When he makes a call, Robinson uses a weird, whiny voice that the debtor won't forget; he appeals to what he refers to as the person's "moral turpitude" their sense of shame. Since this tactic seems to works best on midwesterners, Robinson focuses on accounts originated in Iowa and the Dakotas. If a debtor is resistant, he often offers to settle the debt for a fraction of the full amount. Someone who incurred a $1,000 debt while in school, for example, will be offered "the student amnesty program we can settle this debt now for just $297.86." (The weird digits are a trick borrowed from Wal-Mart.) If all else fails, Robinson resells the debt on Bid4Assets.com, an online auction site that allows anyone with a credit card to buy consumer debt and collect it for themselves.
NO ONE ARGUES THAT Americans should dodge their debts when Joe Deadbeat doesn't pay his bills, the rest of us get stuck with higher prices. As the Association of Credit and Collection Professionals notes, the billions in debt recovered for creditors translates to $350 in savings per U.S. household per year.
Unfortunately, the collection trend creates problems for honest consumers. Thanks to the antics of cowboy debt buyers relying on dubious data, many people report getting calls about bills they paid years ago. At the same time, some companies are so eager to send accounts to collection that they neglect to fix billing snafus. "They get lazy with what they turn over," says Bethellen Keefe, a Florida collection-agency owner.

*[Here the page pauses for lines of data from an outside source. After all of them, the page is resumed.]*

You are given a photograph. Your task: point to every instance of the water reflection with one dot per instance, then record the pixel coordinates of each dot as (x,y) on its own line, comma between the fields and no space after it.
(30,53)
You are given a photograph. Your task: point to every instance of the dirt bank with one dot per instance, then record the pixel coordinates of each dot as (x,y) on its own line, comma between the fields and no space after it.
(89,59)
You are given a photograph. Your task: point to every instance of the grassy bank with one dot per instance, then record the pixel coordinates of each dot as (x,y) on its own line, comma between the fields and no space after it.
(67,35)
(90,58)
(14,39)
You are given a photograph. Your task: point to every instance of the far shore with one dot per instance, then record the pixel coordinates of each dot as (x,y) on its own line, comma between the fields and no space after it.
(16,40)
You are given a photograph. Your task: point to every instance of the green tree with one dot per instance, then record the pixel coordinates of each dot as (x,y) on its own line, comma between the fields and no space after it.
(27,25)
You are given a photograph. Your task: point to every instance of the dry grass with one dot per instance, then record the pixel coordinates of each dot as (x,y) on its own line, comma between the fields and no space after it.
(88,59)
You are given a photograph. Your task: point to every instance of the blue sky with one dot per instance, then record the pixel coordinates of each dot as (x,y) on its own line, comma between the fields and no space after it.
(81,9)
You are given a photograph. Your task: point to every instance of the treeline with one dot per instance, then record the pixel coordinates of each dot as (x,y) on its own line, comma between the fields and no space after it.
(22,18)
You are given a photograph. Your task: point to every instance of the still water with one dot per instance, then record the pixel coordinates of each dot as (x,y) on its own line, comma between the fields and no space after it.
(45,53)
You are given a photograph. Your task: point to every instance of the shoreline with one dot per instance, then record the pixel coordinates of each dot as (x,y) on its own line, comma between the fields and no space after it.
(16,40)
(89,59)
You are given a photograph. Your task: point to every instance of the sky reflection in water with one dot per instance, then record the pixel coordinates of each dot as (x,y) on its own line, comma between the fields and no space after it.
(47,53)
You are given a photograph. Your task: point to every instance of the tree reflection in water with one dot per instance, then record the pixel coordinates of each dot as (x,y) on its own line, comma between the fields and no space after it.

No wonder consumer complaints to the Federal Trade Commission over collections rose 15% last year, to more than 66,000. However, collection agents don't have much incentive to help consumers untangle billing errors. Most rely heavily on a 15% to 20% commission an arrangement that encourages them to wrangle payments by any means necessary. Furthermore, few have much experience in the business. One large collection firm, Asset Acceptance, recently revealed that the annual turnover rate for new hires is a whopping 98.5%.
But as much as consumers complain, it's easy to see why companies will only want to see more collections activity. Last year debt recovery added $200,000 to the bottom line for Green Mountain Power, the Vermont utility that dunned Louis Mossey for his $1.28 shortfall. "For a small utility, it makes a difference," says Green Mountain spokesperson Dottie Schnure. And for some, it's a matter of sweet revenge. Palm Beach entrepreneur Victor Grosso, who hired Judy Angeramo to collect customer debts related to his $8-a-week dog-waste-removal service, says that while the numbers may be small, it's a matter of justice he deserves compensation for his work. And he can't help but sound a little thrilled as he reports his wealthy clients' reactions: "They freak out!" he says. "They don't think a little pooper-scooper company could send them to collections."